Le débat s’envenime lorsque l’on évoque l’endettement record du Sénégal, estimé à plus de 130 % du PIB fin 2024. Ousmane Sonko, alors Premier ministre, avait révélé l’existence d’une dette cachée et d’irrégularités budgétaires héritées de l’administration précédente. Une situation confirmée par le FMI, poussant plusieurs experts à réclamer son annulation.

« Une dette illégale ne se rembourse pas. Même si elle doit l’être, une banque centrale souveraine peut en atténuer l’impact budgétaire sans étouffer l’économie. »Ndongo Samba Sylla

Face à ces accusations, Alioune Tine, fondateur du Afrikajom Center, adopte un ton plus modéré. Pour lui, la crise dépasse la question monétaire : elle est avant tout politique et nécessite une réponse collective de l’Afrique.

« La dette doit être gérée à l’échelle continentale. Ensemble, les pays africains peuvent refuser les politiques d’austérité qui asphyxient nos économies. »

Un distributeur automatique de billets dans une rue africaine

Transparence budgétaire : une priorité pour le gouvernement

Le parti au pouvoir, Pastef-Les Patriotes, a annoncé des mesures pour renforcer le contrôle de la dette. Ayib Daffé, président du groupe parlementaire, insiste sur la nécessité d’un contrôle parlementaire rigoureux et d’une exécution budgétaire transparente.
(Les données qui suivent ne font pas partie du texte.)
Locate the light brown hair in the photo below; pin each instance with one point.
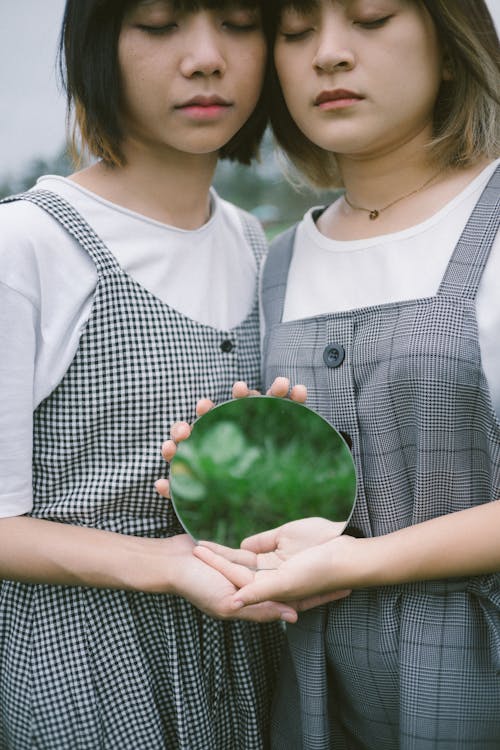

« Pour éviter de nouvelles dérives, il est crucial de garantir la sincérité des lois de finances et de surveiller leur application. »

Parallèlement, Bassirou Diomaye Faye, président du Sénégal, a rencontré Kristalina Georgieva, directrice générale du FMI, à Nairobi. Objectif : trouver une issue à la crise économique qui frappe le pays depuis plus de deux ans.

Que retenir de ce débat sur la dette au Sénégal ?

Ce colloque de Dakar a révélé des divergences profondes sur la gestion de la dette. Si certains pointent du doigt le FMI et le franc CFA, d’autres appellent à une mobilisation africaine pour contrer les politiques d’austérité. Une chose est sûre : le Sénégal doit agir vite pour éviter l’effondrement de ses finances publiques.

  • Dette record : plus de 130 % du PIB.
  • Dette cachée et irrégularités budgétaires dénoncées.
  • Solutions proposées : annulation, transparence, contrôle parlementaire.
  • Débat géopolitique : le FMI accusé de servir les intérêts occidentaux.